5. Pricing Reality Check
| Plan | Price | What You Actually Get | Hidden Limits |
|---|---|---|---|
| Self-Hosted (Free) | $0 | Full tool functionality, local SQLite storage, unlimited canvas operations | You pay for your own OpenAI API usage at standard rates. No built-in model credits. No team features. |
| Tencent Cloud COS Backup (Optional) | Pay-per-use | Cloud backup of generated images only. Storage costs vary by region. | Not included by default. Requires separate Tencent Cloud account and configuration. Adds cost and data leaving your primary infrastructure. |
| Codex Fallback (Free) | $0 | Authentication via Codex device login when no OpenAI key is present | Codex availability is not guaranteed. The README explicitly warns this is a fallback, not a primary path. |
6. Head-to-Head: gpt image canvas vs the Competition
| Feature | gpt image canvas Local professional AI canvas built with tldraw | Figma AI (Basic) | ComfyUI (Local) |
|---|---|---|---|
| Local Data Storage | SQLite on your machine | Cloud-only | Local, full control |
| Canvas Type | Infinite canvas (tldraw) | Finite design canvas | Node-based workflow graph |
| Image Generation Model | OpenAI gpt-image-2 via API | Proprietary Figma model | You choose and run models locally |
| Setup Complexity | High (Node.js, pnpm, Docker) | Zero (browser-based) | Very high (Python, model downloads, workflow setup) |
| Reference Image Generation | Yes, when image shape selected | Limited | Yes, via nodes |
| Generation History | Full history with rerun, download, locate | Limited to recent outputs | Manual versioning only |
| Open Source | Yes, MIT license | No | Yes, Apache 2.0 |
| Collaboration Features | None | Real-time multi-user | None natively |
7. Three Things I Wish I Had Known Before Trying It
- The package manager is pinned. The README specifies pnpm 9.14.2, and the project will throw errors if you try to use npm or yarn. I spent twenty minutes debugging a dependency resolution failure before reading the requirements section closely. Use corepack to activate the correct version:
corepack prepare pnpm@9.14.2 --activate. - You cannot run pnpm dev and Docker against the same data directory simultaneously. The SQLite database will lock and one of the processes will fail silently. If you switch between local development and Docker, make sure the other process is fully stopped, not just minimized.

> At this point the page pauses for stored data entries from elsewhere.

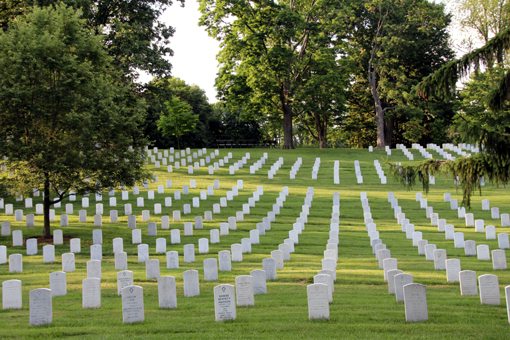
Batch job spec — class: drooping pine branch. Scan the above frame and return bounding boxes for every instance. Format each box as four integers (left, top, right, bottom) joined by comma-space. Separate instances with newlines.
416, 28, 510, 100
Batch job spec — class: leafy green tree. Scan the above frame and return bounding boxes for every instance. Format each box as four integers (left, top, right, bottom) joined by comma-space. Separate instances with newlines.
199, 0, 347, 149
1, 0, 180, 77
0, 4, 148, 237
457, 0, 509, 45
346, 0, 454, 147
157, 97, 199, 149
145, 77, 214, 147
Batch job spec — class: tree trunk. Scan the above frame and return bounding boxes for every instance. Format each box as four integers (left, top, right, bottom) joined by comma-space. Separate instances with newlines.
43, 175, 51, 238
280, 85, 294, 149
369, 65, 385, 148
314, 112, 327, 149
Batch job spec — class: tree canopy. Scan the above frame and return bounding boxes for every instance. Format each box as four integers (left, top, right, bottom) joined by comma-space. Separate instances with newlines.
0, 4, 148, 236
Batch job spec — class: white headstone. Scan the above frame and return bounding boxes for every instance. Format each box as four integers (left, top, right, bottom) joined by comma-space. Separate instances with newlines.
492, 249, 507, 270
459, 270, 478, 296
146, 259, 160, 280
2, 279, 22, 309
166, 251, 179, 269
9, 254, 22, 273
43, 245, 55, 263
446, 258, 461, 282
262, 258, 277, 280
183, 269, 200, 297
479, 274, 500, 305
49, 271, 67, 296
82, 278, 101, 308
403, 283, 428, 322
476, 244, 490, 260
115, 251, 128, 271
158, 276, 177, 309
307, 283, 329, 320
214, 284, 236, 321
122, 285, 144, 324
251, 269, 267, 295
394, 273, 413, 303
117, 270, 134, 296
62, 253, 75, 272
29, 288, 52, 326
204, 258, 219, 281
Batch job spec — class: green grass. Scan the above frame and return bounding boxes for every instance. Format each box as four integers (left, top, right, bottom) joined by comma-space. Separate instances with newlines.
1, 147, 510, 339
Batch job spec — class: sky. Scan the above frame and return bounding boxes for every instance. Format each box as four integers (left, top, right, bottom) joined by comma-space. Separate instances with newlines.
156, 0, 475, 104
160, 0, 220, 102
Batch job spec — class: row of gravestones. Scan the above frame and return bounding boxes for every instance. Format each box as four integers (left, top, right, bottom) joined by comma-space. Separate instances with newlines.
267, 157, 284, 180
369, 192, 510, 323
373, 160, 387, 184
0, 177, 225, 219
0, 181, 259, 243
394, 193, 509, 264
307, 192, 340, 320
2, 186, 346, 325
0, 187, 286, 273
363, 192, 431, 322
3, 187, 318, 325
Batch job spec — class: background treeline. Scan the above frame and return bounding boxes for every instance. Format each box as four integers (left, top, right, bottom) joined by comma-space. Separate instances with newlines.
1, 0, 509, 149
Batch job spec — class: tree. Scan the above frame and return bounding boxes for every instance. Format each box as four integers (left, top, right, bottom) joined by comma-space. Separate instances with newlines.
457, 0, 509, 45
346, 0, 454, 147
394, 11, 510, 207
1, 0, 181, 77
144, 77, 214, 147
157, 97, 200, 149
199, 0, 347, 149
0, 4, 148, 237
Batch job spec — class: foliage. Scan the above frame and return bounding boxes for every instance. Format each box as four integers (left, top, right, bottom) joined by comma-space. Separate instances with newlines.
157, 97, 199, 148
210, 102, 262, 144
144, 77, 215, 148
0, 4, 148, 236
199, 0, 348, 149
345, 0, 455, 147
0, 0, 180, 77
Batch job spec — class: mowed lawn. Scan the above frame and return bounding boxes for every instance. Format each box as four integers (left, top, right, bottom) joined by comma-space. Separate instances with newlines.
0, 147, 509, 339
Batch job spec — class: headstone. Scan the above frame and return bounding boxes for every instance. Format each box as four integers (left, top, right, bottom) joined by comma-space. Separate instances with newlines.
146, 259, 160, 280
156, 238, 166, 254
263, 258, 277, 280
0, 246, 5, 265
137, 244, 149, 263
184, 244, 195, 263
12, 230, 23, 247
232, 244, 243, 262
446, 259, 461, 282
459, 270, 478, 296
307, 284, 329, 320
2, 279, 22, 309
29, 288, 52, 326
477, 244, 490, 260
86, 260, 102, 279
394, 273, 413, 303
50, 271, 67, 296
433, 249, 447, 270
121, 286, 144, 324
53, 229, 63, 245
132, 229, 142, 244
204, 258, 219, 281
387, 269, 403, 294
43, 245, 55, 263
492, 249, 507, 270
62, 253, 75, 272
499, 233, 510, 249
26, 238, 37, 255
82, 278, 101, 309
92, 229, 103, 245
115, 251, 128, 271
218, 250, 232, 271
166, 251, 179, 269
9, 254, 22, 273
214, 284, 236, 321
251, 269, 267, 295
235, 275, 254, 306
479, 274, 500, 305
158, 276, 177, 309
464, 240, 476, 256
183, 270, 200, 297
90, 244, 102, 261
403, 283, 428, 322
117, 270, 133, 295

- The credential routing logic is fixed and undocumented beyond what the README shows. If your use case requires a different priority order (for example, preferring Codex even when an API key exists), you will need to modify the source code. There is no configuration flag to change this behavior. I checked the auth middleware files directly and found no environment variable override.
8. Frequently Asked Questions
Does gpt image canvas Local professional AI canvas built with tldraw require an OpenAI API key?
It requires either an OpenAI API key with access to gpt-image-2, or a valid Codex session. The tool can boot without either, but you cannot generate images until one is configured. The homepage will route you to setup if no provider is detected.
How difficult is the initial setup?
Expect 30-60 minutes if you have Node.js 22 and Docker Desktop already installed. The README's quick start section is accurate but assumes familiarity with environment variables, pnpm, and local API routing. First-time users of tldraw-based tools may need additional time to understand the canvas interface.
What is the main limitation compared to cloud-based AI image tools?
There is no collaboration. Multiple users cannot edit the same canvas simultaneously. If your team needs real-time co-editing on AI-assisted design work, this tool will not meet that requirement. All generation and storage is local to a single machine.
Can I use my own image model instead of gpt-image-2?
Yes, through OpenAI-compatible endpoints. Set OPENAI_BASE_URL in your .env file to point to any compatible provider, and set OPENAI_IMAGE_MODEL to the model name you want to use. The README does not list tested compatible providers, so you may need to experiment with your specific endpoint.